The world is a college of corporations, inexorably determined by the immutable bylaws of business

The movie Network was released in 1976, which, amazingly enough, was 34 years ago at this point.  It is a great film, with great performances, but it’s important because it laid the corporate elite’s cards on the table for all of us to see.

Those cards make it absolutely clear that they don’t care about you.  They don’t care about America, or England, or New York, or London, or Afghanistan, or anything at all, really, except for the consolidation of power and wealth.  If a coup is required in an oil-producing country, it will happen.  If the invasion of a strategically located Central American country is deemed necessary, it will take place.  If an excuse is needed for the launching of a full scale war in a South Eastern Asian country, then a phony attack will be staged in order to rally the support of the masses.  If the destruction of America’s working class and productive capacity is required, then so mote it be.  And all of this occurs for the benefit of a small group of international elites, who continue to increase their profits and consolidate their power even now, as the world’s middle class is squarely in their cross-hairs.

And if it seems to you that among all of the recent calamity, that the rich and powerful just keep getting more rich and more powerful, don’t worry, you’re not crazy.  THEY ARE getting more rich and more powerful, and it’s all happening at your expense.  This is the plan, and this has been the plan for quite a while now.  As I said above, you don’t matter.  Countries don’t matter.  Profits matter, and tightening the control grid matters.  This is why the “domestic terrorism” meme has exploded recently.  Dissent must be demonized.  After all, they can’t rely on apathy forever, and sooner or later, a good number of people are going to figure out that “accidents” like the wealth-redistributing financial collapse aren’t accidents at all, and the masses are going to want their pound of flesh.  This is actually beginning to happen now, but apparently it’s a far worse crime to be pissed off at the murderous assholes who are ruining the world than it is to be a murderous asshole who is ruining the world.  At least that’s the message we’re being fed on a daily basis.

So anyway, the movie Network was a great piece of art, but it was also the most honest portrayal of our world that Hollywood has ever produced.

Here’s the most telling scene, complete with the script to read along with.

Arthur Jensen: You have meddled with the primal forces of nature, Mr. Beale, and I won’t have it!! Is that clear?! You think you’ve merely stopped a business deal. That is not the case. The Arabs have taken billions of dollars out of this country, and now they must put it back! It is ebb and flow, tidal gravity! It is ecological balance!

You are an old man who thinks in terms of nations and peoples. There are no nations. There are no peoples. There are no Russians. There are no Arabs. There are no third worlds. There is no West. There is only one holistic system of systems, one vast and immane, interwoven, interacting, multivariate, multinational dominion of dollars. Petro-dollars, electro-dollars, multi-dollars, reichsmarks, rins, rubles, pounds, and shekels.

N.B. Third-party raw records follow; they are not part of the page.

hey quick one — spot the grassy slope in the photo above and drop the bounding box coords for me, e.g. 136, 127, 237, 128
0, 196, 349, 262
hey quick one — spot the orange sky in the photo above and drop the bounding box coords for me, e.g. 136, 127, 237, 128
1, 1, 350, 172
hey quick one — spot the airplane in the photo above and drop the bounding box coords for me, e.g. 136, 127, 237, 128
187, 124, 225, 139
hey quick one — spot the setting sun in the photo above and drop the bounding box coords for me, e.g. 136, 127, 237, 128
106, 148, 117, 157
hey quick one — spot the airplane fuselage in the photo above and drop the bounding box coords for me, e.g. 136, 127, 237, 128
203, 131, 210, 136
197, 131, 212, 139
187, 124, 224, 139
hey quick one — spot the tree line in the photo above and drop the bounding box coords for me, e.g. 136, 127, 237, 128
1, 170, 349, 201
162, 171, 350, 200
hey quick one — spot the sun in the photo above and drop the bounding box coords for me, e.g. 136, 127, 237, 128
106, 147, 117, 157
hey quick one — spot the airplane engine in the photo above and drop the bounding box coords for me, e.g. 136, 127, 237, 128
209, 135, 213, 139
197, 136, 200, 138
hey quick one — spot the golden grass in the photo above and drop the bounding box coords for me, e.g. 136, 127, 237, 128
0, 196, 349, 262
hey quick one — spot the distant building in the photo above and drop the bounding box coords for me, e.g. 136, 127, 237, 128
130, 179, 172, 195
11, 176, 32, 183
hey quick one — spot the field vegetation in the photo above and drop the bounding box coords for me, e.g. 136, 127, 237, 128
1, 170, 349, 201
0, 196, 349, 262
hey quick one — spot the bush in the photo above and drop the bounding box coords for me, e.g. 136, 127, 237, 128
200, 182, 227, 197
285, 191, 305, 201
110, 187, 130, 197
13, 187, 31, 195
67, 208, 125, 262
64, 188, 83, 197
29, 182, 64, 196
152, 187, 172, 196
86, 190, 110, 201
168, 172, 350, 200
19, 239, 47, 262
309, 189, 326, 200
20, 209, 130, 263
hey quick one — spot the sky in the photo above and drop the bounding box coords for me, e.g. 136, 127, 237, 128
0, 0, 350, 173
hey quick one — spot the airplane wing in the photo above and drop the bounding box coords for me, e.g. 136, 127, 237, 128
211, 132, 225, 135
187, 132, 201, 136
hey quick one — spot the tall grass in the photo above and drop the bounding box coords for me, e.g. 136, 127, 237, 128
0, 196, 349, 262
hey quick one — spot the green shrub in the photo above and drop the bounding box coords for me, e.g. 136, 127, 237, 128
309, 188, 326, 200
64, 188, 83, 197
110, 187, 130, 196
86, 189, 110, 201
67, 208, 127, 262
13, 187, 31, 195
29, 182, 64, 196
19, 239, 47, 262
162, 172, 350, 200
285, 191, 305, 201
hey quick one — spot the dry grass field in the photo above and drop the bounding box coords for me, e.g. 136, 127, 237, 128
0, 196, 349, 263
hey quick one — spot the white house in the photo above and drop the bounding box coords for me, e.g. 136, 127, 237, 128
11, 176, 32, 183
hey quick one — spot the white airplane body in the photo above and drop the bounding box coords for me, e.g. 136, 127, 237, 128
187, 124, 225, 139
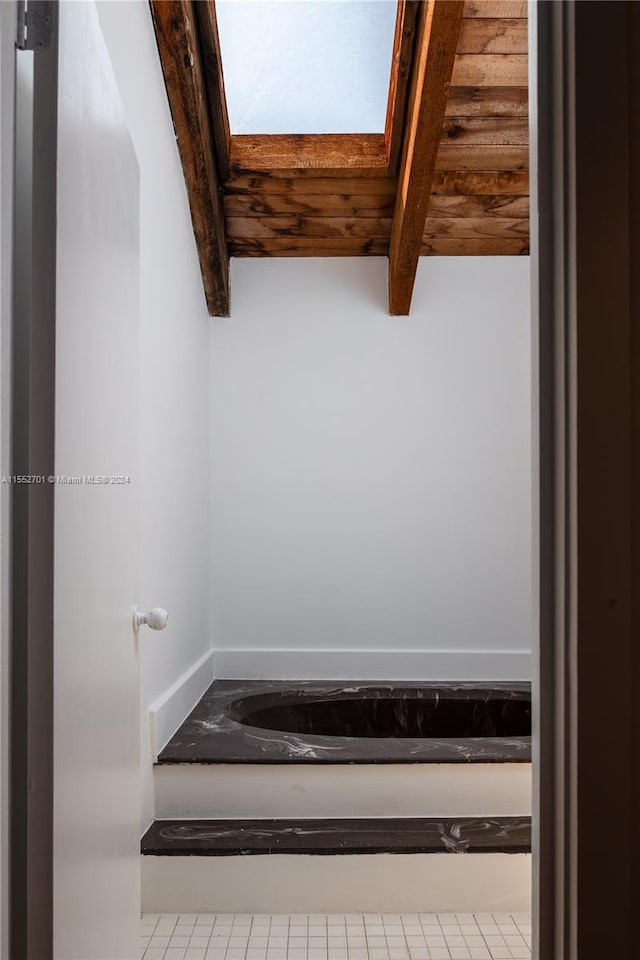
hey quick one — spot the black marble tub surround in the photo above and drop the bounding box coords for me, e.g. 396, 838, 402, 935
157, 680, 531, 765
141, 816, 532, 857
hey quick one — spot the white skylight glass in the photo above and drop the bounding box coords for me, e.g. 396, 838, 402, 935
216, 0, 398, 135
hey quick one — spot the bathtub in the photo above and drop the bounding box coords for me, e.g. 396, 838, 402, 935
155, 681, 532, 819
226, 684, 531, 744
149, 680, 532, 913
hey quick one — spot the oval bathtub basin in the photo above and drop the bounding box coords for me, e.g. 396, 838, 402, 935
226, 688, 531, 740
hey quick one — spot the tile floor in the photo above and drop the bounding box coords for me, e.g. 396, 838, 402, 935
140, 913, 532, 960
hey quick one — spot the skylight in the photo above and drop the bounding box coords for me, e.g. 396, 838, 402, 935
215, 0, 399, 135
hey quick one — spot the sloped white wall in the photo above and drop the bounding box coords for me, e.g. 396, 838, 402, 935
210, 257, 532, 680
97, 1, 212, 833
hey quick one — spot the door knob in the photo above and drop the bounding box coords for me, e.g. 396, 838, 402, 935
133, 606, 169, 633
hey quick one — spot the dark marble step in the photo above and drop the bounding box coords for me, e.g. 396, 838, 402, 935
158, 680, 532, 765
141, 817, 531, 857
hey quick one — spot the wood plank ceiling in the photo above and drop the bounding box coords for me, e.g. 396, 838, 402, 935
151, 0, 529, 316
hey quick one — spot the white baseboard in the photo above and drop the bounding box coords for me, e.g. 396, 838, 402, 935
141, 852, 532, 914
149, 649, 215, 757
213, 649, 531, 681
154, 761, 531, 819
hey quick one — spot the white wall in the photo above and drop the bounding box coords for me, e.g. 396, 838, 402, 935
97, 1, 213, 833
210, 257, 532, 680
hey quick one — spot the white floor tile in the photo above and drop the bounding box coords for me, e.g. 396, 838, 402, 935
140, 912, 537, 960
150, 937, 171, 949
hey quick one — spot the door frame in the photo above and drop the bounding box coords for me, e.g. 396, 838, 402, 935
5, 1, 640, 958
9, 3, 58, 957
534, 1, 640, 958
0, 3, 18, 957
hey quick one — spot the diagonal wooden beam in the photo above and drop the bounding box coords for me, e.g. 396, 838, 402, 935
150, 0, 230, 316
194, 0, 231, 180
388, 0, 465, 315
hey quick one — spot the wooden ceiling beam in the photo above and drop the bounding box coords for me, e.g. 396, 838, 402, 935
193, 0, 231, 180
150, 0, 230, 317
385, 0, 420, 174
388, 0, 465, 315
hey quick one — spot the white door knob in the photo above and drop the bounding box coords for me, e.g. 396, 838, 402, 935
133, 606, 169, 633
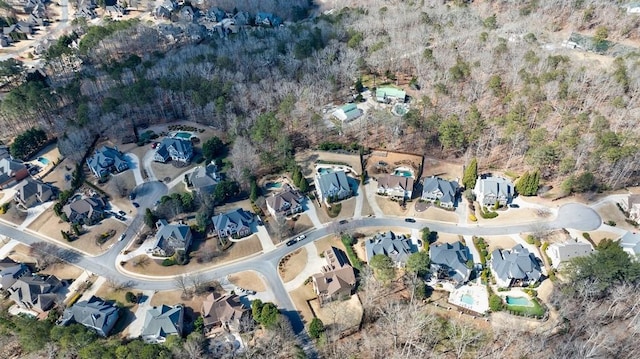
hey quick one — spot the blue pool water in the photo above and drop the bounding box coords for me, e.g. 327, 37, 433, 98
318, 167, 334, 175
506, 296, 532, 306
461, 294, 474, 305
38, 157, 50, 165
265, 182, 282, 189
394, 170, 412, 177
174, 132, 192, 139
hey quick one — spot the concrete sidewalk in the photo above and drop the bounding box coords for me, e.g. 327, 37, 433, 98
0, 239, 20, 259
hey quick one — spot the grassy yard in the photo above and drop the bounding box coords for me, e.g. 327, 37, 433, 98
506, 298, 546, 318
228, 271, 267, 292
279, 247, 308, 282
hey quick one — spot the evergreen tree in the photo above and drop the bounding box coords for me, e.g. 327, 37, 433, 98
516, 171, 530, 195
462, 158, 478, 189
292, 167, 302, 187
299, 176, 309, 192
250, 180, 259, 203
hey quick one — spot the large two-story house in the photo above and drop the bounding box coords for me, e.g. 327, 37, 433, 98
421, 176, 459, 208
474, 175, 514, 207
201, 293, 251, 336
365, 231, 414, 267
150, 219, 193, 257
8, 274, 62, 313
58, 296, 120, 337
62, 196, 107, 225
266, 186, 304, 218
154, 138, 194, 163
429, 242, 472, 285
377, 174, 414, 200
86, 145, 129, 178
14, 179, 55, 209
490, 244, 542, 287
0, 258, 30, 290
312, 246, 356, 306
211, 208, 254, 239
141, 304, 184, 343
620, 194, 640, 223
314, 170, 352, 204
0, 157, 28, 189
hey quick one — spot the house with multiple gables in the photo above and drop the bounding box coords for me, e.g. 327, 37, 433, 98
429, 242, 472, 285
474, 175, 514, 207
365, 231, 414, 267
619, 231, 640, 259
142, 304, 184, 343
421, 176, 459, 208
255, 12, 282, 27
375, 87, 406, 103
186, 163, 220, 194
314, 170, 352, 204
377, 174, 414, 200
8, 274, 62, 313
86, 145, 129, 178
62, 196, 107, 225
0, 157, 29, 189
154, 138, 194, 163
201, 293, 251, 336
58, 296, 120, 337
545, 240, 593, 269
211, 208, 254, 239
333, 103, 363, 123
13, 179, 55, 209
620, 194, 640, 223
0, 258, 30, 290
490, 244, 542, 287
266, 185, 304, 218
312, 246, 356, 306
150, 219, 193, 257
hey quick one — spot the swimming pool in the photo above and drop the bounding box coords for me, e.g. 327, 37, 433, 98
174, 132, 192, 139
317, 167, 334, 175
394, 170, 412, 177
460, 294, 474, 305
265, 182, 282, 189
38, 157, 50, 165
506, 296, 533, 307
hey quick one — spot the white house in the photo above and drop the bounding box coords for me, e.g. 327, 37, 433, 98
546, 240, 593, 268
620, 194, 640, 223
474, 175, 514, 207
620, 231, 640, 259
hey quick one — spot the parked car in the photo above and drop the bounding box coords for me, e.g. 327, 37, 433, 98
509, 204, 520, 208
297, 234, 306, 241
286, 240, 296, 246
132, 202, 140, 208
118, 233, 126, 242
129, 192, 136, 200
339, 220, 348, 225
118, 210, 126, 216
405, 218, 416, 223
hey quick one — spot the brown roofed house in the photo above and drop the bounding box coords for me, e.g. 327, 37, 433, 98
0, 158, 28, 189
377, 174, 414, 200
312, 247, 356, 306
201, 293, 251, 336
266, 186, 304, 218
62, 196, 106, 225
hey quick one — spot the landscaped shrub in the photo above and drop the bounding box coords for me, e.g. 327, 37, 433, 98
162, 258, 176, 266
469, 213, 477, 222
327, 203, 342, 218
489, 294, 504, 311
480, 207, 499, 219
340, 235, 363, 270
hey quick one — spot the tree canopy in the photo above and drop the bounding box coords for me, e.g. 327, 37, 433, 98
370, 254, 396, 283
462, 158, 478, 189
515, 169, 540, 196
406, 251, 431, 276
202, 136, 224, 163
10, 127, 48, 159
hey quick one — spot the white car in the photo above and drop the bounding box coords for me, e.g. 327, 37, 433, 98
297, 234, 306, 241
118, 233, 126, 242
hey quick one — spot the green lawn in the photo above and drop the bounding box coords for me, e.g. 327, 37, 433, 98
506, 298, 546, 317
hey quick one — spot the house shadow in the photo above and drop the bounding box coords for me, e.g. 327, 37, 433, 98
110, 304, 136, 336
347, 177, 360, 196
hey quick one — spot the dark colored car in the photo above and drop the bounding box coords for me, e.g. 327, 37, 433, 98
129, 192, 136, 200
132, 202, 140, 208
339, 220, 348, 225
509, 204, 520, 208
405, 218, 416, 223
286, 240, 296, 246
118, 211, 126, 216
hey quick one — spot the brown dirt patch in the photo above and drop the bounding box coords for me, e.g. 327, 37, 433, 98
123, 236, 263, 276
375, 196, 410, 216
419, 207, 458, 222
41, 157, 76, 191
482, 236, 518, 253
228, 271, 267, 292
279, 247, 308, 282
295, 150, 363, 178
310, 294, 363, 331
7, 244, 36, 265
99, 170, 137, 212
425, 290, 491, 330
421, 157, 463, 181
584, 230, 619, 246
151, 161, 197, 184
289, 283, 317, 326
39, 263, 83, 281
433, 233, 464, 245
215, 198, 254, 214
595, 202, 636, 231
365, 150, 423, 179
315, 197, 357, 223
475, 207, 541, 226
149, 290, 208, 315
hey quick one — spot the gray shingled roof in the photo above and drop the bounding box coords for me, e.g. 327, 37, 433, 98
59, 296, 120, 336
211, 209, 254, 236
0, 157, 26, 183
187, 164, 219, 191
365, 231, 413, 265
317, 171, 350, 198
154, 219, 192, 256
422, 177, 459, 204
0, 258, 30, 289
475, 176, 514, 200
490, 244, 542, 286
86, 146, 128, 177
155, 138, 193, 162
14, 179, 55, 208
142, 304, 184, 339
9, 274, 61, 311
429, 242, 471, 284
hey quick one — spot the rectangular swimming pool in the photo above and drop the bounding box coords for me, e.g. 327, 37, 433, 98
174, 132, 192, 139
461, 294, 474, 305
37, 157, 50, 165
394, 170, 412, 177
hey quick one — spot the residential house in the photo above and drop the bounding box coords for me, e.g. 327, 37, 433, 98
0, 258, 31, 290
255, 12, 282, 27
201, 293, 251, 335
266, 187, 304, 218
314, 170, 352, 204
4, 22, 33, 40
0, 158, 28, 189
0, 146, 9, 160
62, 196, 106, 225
333, 103, 363, 122
546, 240, 593, 269
186, 164, 219, 194
620, 231, 640, 259
105, 4, 127, 17
375, 87, 406, 103
154, 138, 194, 163
153, 0, 176, 19
8, 274, 62, 312
0, 35, 9, 48
211, 208, 254, 239
421, 176, 459, 208
150, 219, 192, 257
58, 296, 120, 337
429, 242, 471, 285
620, 194, 640, 223
490, 244, 542, 287
624, 2, 640, 13
205, 7, 226, 22
365, 231, 414, 267
23, 0, 41, 13
312, 246, 356, 306
86, 145, 129, 178
14, 179, 55, 209
178, 5, 196, 22
377, 174, 414, 200
75, 4, 97, 19
28, 13, 45, 27
141, 304, 184, 343
473, 175, 514, 207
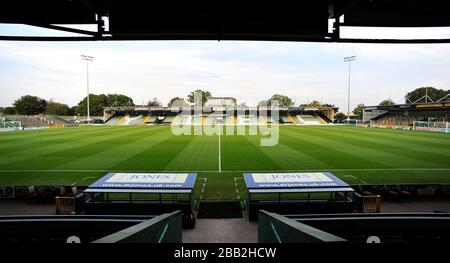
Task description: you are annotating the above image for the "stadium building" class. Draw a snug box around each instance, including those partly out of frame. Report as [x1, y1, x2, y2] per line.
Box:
[102, 105, 337, 126]
[363, 101, 450, 131]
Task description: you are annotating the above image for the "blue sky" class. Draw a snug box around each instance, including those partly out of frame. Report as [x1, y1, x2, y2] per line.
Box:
[1, 24, 450, 112]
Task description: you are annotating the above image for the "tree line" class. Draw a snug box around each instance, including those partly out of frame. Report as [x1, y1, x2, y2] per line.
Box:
[0, 94, 134, 116]
[1, 87, 447, 117]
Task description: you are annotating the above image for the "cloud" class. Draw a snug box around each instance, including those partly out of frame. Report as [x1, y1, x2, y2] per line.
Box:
[0, 37, 449, 111]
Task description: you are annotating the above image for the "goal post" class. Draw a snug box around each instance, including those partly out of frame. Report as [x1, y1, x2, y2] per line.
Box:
[413, 121, 449, 134]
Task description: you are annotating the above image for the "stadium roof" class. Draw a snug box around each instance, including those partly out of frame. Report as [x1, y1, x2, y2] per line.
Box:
[1, 0, 450, 43]
[363, 101, 450, 111]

It is the international system of currency which determines the totality of life on this planet. That is the natural order of things today. That is the atomic and subatomic and galactic structure of things today! And YOU have meddled with the primal forces of nature, and YOU WILL ATONE!

Am I getting through to you, Mr. Beale?

You get up on your little twenty-one inch screen and howl about America and democracy. There is no America. There is no democracy. There is only IBM and ITT and AT&T and DuPont, Dow, Union Carbide, and Exxon. Those are the nations of the world today.

What do you think the Russians talk about in their councils of state — Karl Marx? They get out their linear programming charts, statistical decision theories, minimax solutions, and compute the price-cost probabilities of their transactions and investments, just like we do.

We no longer live in a world of nations and ideologies, Mr. Beale. The world is a college of corporations, inexorably determined by the immutable bylaws of business. The world is a business, Mr. Beale. It has been since man crawled out of the slime. And our children will live, Mr. Beale, to see that perfect world in which there’s no war or famine, oppression or brutality — one vast and ecumenical holding company, for whom all men will work to serve a common profit, in which all men will hold a share of stock, all necessities provided, all anxieties tranquilized, all boredom amused.

And I have chosen you, Mr. Beale, to preach this evangel.

Howard Beale: Why me?

Arthur Jensen: Because you’re on television, dummy. Sixty million people watch you every night of the week, Monday through Friday.

Indeed.

Incidentally, the Howard Beale character is assassinated at the end of the movie.  Go figure, right?  Mom always said don’t meddle with the primal forces of nature.